A serious salmon disease that affected over half Scotland's fish farms last year could be spreading at twice the rate this year.
According to anti-salmon farming campaigner Don Staniford, the
Scottish Executive issued orders for 325 cases of Infectious Pancreatic Necrosis (IPN) last year, when cases were up from 180 in 1998.

He claims that the Executive's figures, plus information contained in the
Edinburgh Gazette, show that in 2002 farms are being infected at nearly three times the rate that they are being cleared of disease.

Shetland has accounted for over a third (37 per cent) of new disease orders over the last year. While the Western Isles (20 per cent), Orkney (five per cent) and Skye (three per cent) are all showing increases.

However,
Shetland Salmon Farmers Association chief executive David Sandison said that, although IPN may be the single biggest concern for Shetland salmon farmers, the industry could live with it.

In Shetland, IPN wiped out 10 per cent of last yearıs smolt intake - 1.4 million fish. Some farms have lost as much as 80 per cent of smolts and it's been predicted the cost to Shetland's economy could be more than GBP 2 million.
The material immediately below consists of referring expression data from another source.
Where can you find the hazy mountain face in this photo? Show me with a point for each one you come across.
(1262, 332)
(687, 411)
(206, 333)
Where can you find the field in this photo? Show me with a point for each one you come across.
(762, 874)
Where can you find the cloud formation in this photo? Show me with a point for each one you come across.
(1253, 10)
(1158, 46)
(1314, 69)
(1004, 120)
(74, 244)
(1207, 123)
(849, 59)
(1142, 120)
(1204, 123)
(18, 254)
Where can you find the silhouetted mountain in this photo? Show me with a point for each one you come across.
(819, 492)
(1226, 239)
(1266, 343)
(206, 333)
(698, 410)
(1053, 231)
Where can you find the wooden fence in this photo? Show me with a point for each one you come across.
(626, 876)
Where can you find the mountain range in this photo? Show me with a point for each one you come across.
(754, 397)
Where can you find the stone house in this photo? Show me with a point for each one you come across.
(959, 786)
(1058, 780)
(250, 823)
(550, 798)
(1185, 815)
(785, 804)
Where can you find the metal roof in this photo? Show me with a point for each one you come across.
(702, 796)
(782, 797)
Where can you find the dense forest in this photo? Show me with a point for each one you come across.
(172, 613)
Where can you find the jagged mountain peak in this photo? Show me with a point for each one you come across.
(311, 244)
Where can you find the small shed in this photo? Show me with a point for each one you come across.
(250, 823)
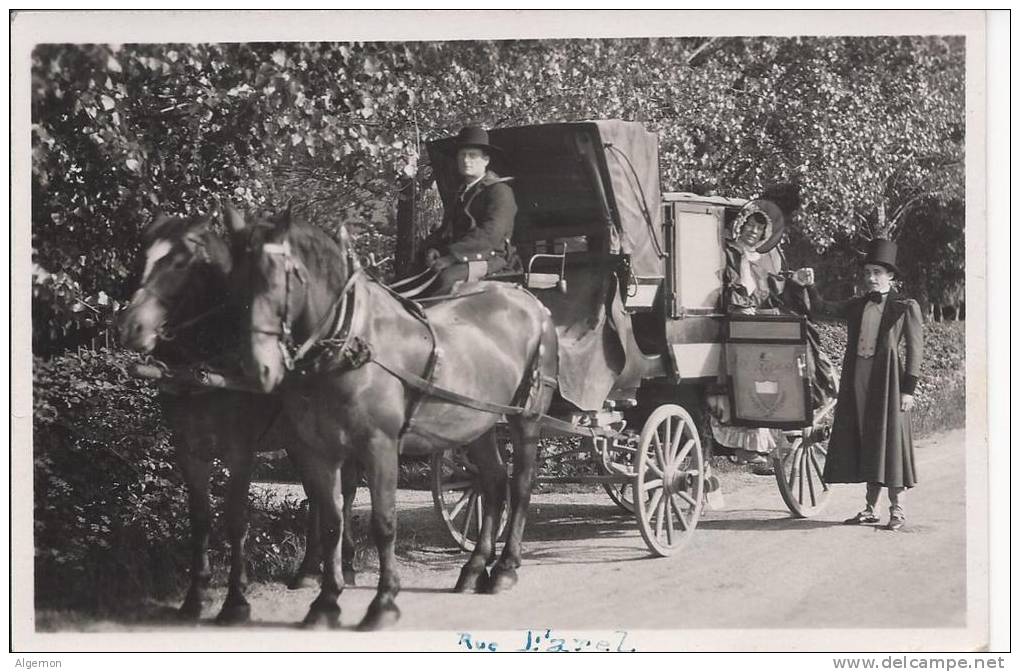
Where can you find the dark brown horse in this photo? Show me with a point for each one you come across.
(362, 369)
(185, 314)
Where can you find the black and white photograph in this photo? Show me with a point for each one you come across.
(467, 330)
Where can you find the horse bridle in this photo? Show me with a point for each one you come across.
(292, 354)
(168, 333)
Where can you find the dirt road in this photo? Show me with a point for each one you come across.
(750, 568)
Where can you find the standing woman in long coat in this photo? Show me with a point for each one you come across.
(871, 440)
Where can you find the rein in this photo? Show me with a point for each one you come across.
(343, 343)
(323, 333)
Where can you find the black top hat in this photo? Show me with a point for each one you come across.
(882, 252)
(474, 137)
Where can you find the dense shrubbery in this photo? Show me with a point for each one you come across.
(110, 518)
(940, 393)
(110, 509)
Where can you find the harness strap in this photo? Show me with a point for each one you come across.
(430, 365)
(325, 325)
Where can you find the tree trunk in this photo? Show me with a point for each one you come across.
(407, 237)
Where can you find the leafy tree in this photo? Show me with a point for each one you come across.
(868, 127)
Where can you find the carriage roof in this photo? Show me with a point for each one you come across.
(597, 177)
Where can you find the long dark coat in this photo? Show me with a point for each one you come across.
(883, 452)
(478, 223)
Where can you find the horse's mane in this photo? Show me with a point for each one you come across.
(323, 255)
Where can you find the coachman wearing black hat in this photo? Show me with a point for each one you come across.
(871, 440)
(471, 243)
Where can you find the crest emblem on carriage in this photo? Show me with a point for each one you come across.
(766, 394)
SSFA takes the illness so seriously that it is sponsoring research into IPN, along with
Aberdeen University.
A seminar will also be held next month at the
North Atlantic Fisheries College, to help develop good husbandry protocols for dealing with any outbreak of IPN and minimising its impact.
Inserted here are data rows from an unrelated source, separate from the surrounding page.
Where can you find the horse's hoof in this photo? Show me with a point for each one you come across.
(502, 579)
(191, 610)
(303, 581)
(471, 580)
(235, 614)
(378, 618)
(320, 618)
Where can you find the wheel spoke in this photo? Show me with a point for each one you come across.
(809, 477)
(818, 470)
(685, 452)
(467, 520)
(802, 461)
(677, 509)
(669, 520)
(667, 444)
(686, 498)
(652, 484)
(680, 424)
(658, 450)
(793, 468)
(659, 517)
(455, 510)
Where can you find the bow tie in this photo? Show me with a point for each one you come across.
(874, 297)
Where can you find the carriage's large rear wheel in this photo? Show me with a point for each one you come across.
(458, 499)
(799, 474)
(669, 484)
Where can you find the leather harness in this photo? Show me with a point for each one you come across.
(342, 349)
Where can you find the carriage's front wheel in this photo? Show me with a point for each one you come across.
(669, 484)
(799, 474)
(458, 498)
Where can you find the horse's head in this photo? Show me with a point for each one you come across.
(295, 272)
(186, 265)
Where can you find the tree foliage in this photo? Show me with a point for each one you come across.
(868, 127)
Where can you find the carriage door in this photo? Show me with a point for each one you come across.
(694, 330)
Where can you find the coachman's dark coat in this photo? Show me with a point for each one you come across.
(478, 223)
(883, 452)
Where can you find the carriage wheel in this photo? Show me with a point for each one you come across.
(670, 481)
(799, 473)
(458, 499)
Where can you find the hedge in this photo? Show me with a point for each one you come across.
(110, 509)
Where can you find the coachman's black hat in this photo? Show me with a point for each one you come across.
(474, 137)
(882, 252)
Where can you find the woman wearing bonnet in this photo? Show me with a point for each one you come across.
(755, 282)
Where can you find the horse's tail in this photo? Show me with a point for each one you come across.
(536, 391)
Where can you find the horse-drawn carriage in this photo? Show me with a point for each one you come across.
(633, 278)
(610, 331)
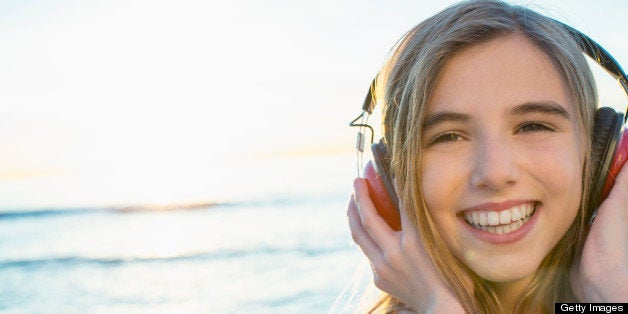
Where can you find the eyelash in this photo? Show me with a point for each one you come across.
(527, 127)
(446, 138)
According to Mr Staniford, wild fish could also be at risk from escapes of infected farmed salmon.

He said: "The increasing incidence of escapes - some one-million in the last five years - in IPN-infected areas, especially in Shetland and Orkney, raises serious concerns surrounding the transfer of IPN to wild fish.

"IPN-infected escapees have already been caught in the Lochaber area and it is estimated that thousands if not hundreds of thousands of infected farmed fish have escaped from their cages over the last five years."

Despite its prevalence, plenty of mystery still surrounds many aspects of IPN.
It is thought to be a disease of fry and other freshwater stages of salmon, vertically transmittable (from parent to offspring).
However improved hygiene (disinfection of ova), certification of broodstock by FRS and controls on fish movements have vastly reduced the incidence of disease in fresh water. Since the late 1980s, IPN has emerged as a problem in post-smolts in seawater. Mortalities can be very high, as much as 30 per cent in some cases.

It is still not known whether the disease is introduced to high-occurrence areas like Shetland from elsewhere, or whether it is endemic.